Photo not by Mark Granieri 

After the first match, Diamond State very graciously provided lunch to the Neshanock and their party before the two clubs made the short trip to the Hagley Museum for an 1864 match.  With the bound rule in effect, it was understandably a much lower scoring game, but unfortunately for Flemington more defensive lapses and a lack of offense resulted in a 9-6 Diamond State win which wasn't a close as the score suggests.  Of note on the Neshanock side was a clear score by Dan "Sledge" Hammer who also pitched three scoreless innings aided by an improved defensive effort.  Although the Neshanock didn't play well, nothing should be taken away from the Diamond State Club which played very well in both matches.

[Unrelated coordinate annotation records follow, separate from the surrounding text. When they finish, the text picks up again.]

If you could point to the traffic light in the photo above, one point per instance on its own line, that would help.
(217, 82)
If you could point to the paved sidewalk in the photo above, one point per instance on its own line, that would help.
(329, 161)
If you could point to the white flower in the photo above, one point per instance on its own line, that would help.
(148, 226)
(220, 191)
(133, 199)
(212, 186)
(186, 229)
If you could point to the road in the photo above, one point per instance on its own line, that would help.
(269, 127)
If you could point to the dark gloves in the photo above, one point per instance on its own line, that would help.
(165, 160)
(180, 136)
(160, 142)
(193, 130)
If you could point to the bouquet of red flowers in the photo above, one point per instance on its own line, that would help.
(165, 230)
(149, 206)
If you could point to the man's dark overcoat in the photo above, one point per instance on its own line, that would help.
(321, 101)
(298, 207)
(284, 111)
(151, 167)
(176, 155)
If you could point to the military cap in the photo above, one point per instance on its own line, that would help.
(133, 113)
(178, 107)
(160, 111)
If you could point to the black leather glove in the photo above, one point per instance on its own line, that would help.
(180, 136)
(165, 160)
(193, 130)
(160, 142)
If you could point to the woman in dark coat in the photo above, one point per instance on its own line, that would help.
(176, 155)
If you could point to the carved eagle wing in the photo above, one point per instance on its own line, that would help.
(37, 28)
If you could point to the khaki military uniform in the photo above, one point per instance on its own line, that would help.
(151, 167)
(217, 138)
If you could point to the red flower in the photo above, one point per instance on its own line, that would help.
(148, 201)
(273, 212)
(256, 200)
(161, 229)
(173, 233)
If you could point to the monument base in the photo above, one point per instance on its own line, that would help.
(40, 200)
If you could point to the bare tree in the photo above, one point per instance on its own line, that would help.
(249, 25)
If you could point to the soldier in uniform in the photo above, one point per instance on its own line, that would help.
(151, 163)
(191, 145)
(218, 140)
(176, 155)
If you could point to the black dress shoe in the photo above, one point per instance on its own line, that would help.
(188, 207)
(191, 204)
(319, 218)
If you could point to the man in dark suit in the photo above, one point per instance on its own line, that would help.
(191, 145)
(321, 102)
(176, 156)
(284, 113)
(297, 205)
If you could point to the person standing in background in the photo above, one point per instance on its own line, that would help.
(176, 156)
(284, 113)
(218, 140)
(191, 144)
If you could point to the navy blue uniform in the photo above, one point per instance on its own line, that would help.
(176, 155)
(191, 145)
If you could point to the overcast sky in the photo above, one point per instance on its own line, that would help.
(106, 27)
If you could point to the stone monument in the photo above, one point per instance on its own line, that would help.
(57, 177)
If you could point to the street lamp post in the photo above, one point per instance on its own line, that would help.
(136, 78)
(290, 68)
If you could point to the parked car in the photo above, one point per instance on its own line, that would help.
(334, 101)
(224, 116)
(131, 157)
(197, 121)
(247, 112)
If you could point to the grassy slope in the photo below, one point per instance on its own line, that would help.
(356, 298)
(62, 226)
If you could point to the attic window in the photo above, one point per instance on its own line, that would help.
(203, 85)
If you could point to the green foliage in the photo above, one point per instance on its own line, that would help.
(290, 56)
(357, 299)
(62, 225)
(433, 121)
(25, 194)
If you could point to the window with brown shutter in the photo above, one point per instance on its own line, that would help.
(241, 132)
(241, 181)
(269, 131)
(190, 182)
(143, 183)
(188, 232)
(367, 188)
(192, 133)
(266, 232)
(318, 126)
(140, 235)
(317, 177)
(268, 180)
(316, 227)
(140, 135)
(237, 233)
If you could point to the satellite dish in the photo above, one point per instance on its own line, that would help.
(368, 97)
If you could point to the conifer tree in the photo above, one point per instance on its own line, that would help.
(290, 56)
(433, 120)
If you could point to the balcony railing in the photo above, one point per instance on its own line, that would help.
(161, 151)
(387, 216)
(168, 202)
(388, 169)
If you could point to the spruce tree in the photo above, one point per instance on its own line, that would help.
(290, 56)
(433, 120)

Photo not by Mark Granieri

The two losses left Flemington at 20-17 for the season after five months of play.  September's schedule is a little lighter, but the Neshanock will make three New Jersey appearances; Saturday, September 7th in Belvidere, Sunday, September 22nd in Denville and Saturday, September 28th in Monroe.  After that the Neshanock have only one more scheduled New Jersey match so September is a good opportunity to take in the experience of a 19th century base ball match - more details are available at

Photo not by Mark Granieri

Both of yesterday's matches were intensely played, but with no controversy or ill feeling.  As I wrote last week there was plenty of controversy and ill feeling at the 1866 Sussex County base ball tournament  between the Irvington and Active Clubs.  However, that wasn't the only negativity associated with the event.  Another controversy erupted before the team in question even took the field.  Starting at the end of August, strong opinions were voiced in the local and even national newspapers about the Randolph Base Ball Club of Dover in Morris County, beginning with a long article in the New Jersey Herald and Democrat.

Photo not by Mark Granieri

In the weekly papers' August 30th edition, an unnamed writer devoted about 900 words of a four page paper to criticize the Raandolph Club which had just visited Sussex County as part of a three county tour.  Apparently writing against the wishes of the Star Club of Newton, the author lambasted the Dover team and its president for a roster which included four players who were members of other clubs, a violation of National Association resolutions.  Playing with a loaded lineup, the Randolphs had defeated the Star Club by a 61-16 count, a beating comparable to what it was handing other clubs.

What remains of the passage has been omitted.